Problems and Prospects of Chip Sequencing

Seeing that the tweet of WeChat official account was deeply interpreted.

/s/7 bqcpr 1 bmjazhv 408-sv6Q

Chromatin immunoprecipitation sequencing (ChIP-seq) is a genome-wide analysis technique for DNA binding proteins, histone modifications or nucleosomes. With the reduction of sequencing cost, ChIP-seq has become an indispensable tool to study gene regulation and epigenetic mechanism. In this paper, we summarize the previous contents, and analyze the problems that ChIP-seq needs to pay attention to at this stage and how to make better use of this technology to obtain research results.

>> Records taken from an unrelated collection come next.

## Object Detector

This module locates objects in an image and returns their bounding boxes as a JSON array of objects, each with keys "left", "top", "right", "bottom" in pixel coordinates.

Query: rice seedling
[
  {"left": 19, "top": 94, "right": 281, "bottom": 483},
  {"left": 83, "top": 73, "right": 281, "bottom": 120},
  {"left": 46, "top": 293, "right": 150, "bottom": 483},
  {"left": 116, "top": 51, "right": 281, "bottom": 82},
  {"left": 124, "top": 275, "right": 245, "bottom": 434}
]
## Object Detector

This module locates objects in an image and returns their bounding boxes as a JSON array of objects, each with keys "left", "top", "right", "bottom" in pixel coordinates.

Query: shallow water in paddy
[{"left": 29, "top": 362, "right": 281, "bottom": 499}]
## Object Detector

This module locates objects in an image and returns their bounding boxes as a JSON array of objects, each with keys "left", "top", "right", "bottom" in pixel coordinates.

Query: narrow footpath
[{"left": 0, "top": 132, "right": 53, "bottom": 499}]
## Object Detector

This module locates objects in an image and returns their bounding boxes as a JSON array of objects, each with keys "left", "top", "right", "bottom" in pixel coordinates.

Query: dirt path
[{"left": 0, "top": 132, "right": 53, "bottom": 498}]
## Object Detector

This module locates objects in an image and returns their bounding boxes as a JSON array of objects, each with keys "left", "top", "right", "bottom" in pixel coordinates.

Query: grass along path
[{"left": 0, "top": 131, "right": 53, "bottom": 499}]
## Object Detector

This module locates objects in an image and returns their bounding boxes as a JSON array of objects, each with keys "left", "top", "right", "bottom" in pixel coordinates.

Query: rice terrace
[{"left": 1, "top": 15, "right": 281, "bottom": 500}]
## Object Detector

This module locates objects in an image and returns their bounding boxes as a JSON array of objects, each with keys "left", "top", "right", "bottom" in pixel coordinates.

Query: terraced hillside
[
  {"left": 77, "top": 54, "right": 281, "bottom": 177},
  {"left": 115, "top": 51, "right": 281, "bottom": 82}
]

Although formaldehyde is a cross-linking agent with high permeability, its cross-linking efficiency is low because its reactivity is limited to amine. For mammalian cells, the maximum cross-linking efficiency is only 1%. Protein with a residence time of less than 5 seconds on DNA cannot be cross-linked by protein. In addition, formaldehyde will cause many other unrelated protein to cross-link to DNA, which will affect the subsequent analysis data. It has been reported that formaldehyde crosslinking will trigger DNA damage reaction mechanism, thus changing chromatin composition, and then making the chip results biased. Because the cross-linking reaction will be reversed under heating and low PH, the stability of DNA-protein cross-linking complex is also a problem worthy of attention.

According to the presence or absence of formaldehyde crosslinking step, the slices can be divided into two types. One is formaldehyde cross-linked X-ChIP (cross-linking and mechanical shear slicing). The other is a chip without cross-linking, that is, a native-chip; Compared with X chip, N chip has many advantages: (1) high resolution; (2) avoiding the enrichment of nonspecific protein on DNA caused by formaldehyde crosslinking; (3) avoiding formaldehyde cross-linking to resist the coverage of antigenic epitopes; (4) Reduced sample loss. Because mnase is used, N-chip is only suitable for studying histone modification, not transcription factors.

The commonly used lyase is MNase, that is, micrococcus nuclease, which can degrade the DNA sequence of nucleosome junction region; MNase digestion of chromatin can release independent nucleosomes. MNase enzymatic hydrolysis has some limitations: (1) tends to cut the A/T base site, which makes the expression of nucleosome A/T enrichment region lower than the real situation; (2)MNase can't cut accurately at the nucleosome boundary, which leads to the difference between the open position of chromosome and the real situation; (3)MNase tends to digest fragile nucleosomes; (4) (4) The DNA fragment obtained by MNASE is relatively short, which makes it difficult for PCR amplification and detection of subsequent samples.

Some studies believe that ultrasonic interruption is not as mild as enzyme digestion, and uneven interruption will lead to high background noise of sequencing results, which will affect subsequent data analysis. When the interruption mode is selected, (1) if the protein studied is highly expressed and closely bound to DNA, such as histone, then the sample does not need to be crosslinked, and enzymolysis can be used; (2) If the expression abundance of protein studied is low or it is not closely bound to DNA, such as transcription factor, it is best to fix the sample with cross-linking agent to stabilize the protein and DNA morphology. In this case, ultrasonic crushing is the best.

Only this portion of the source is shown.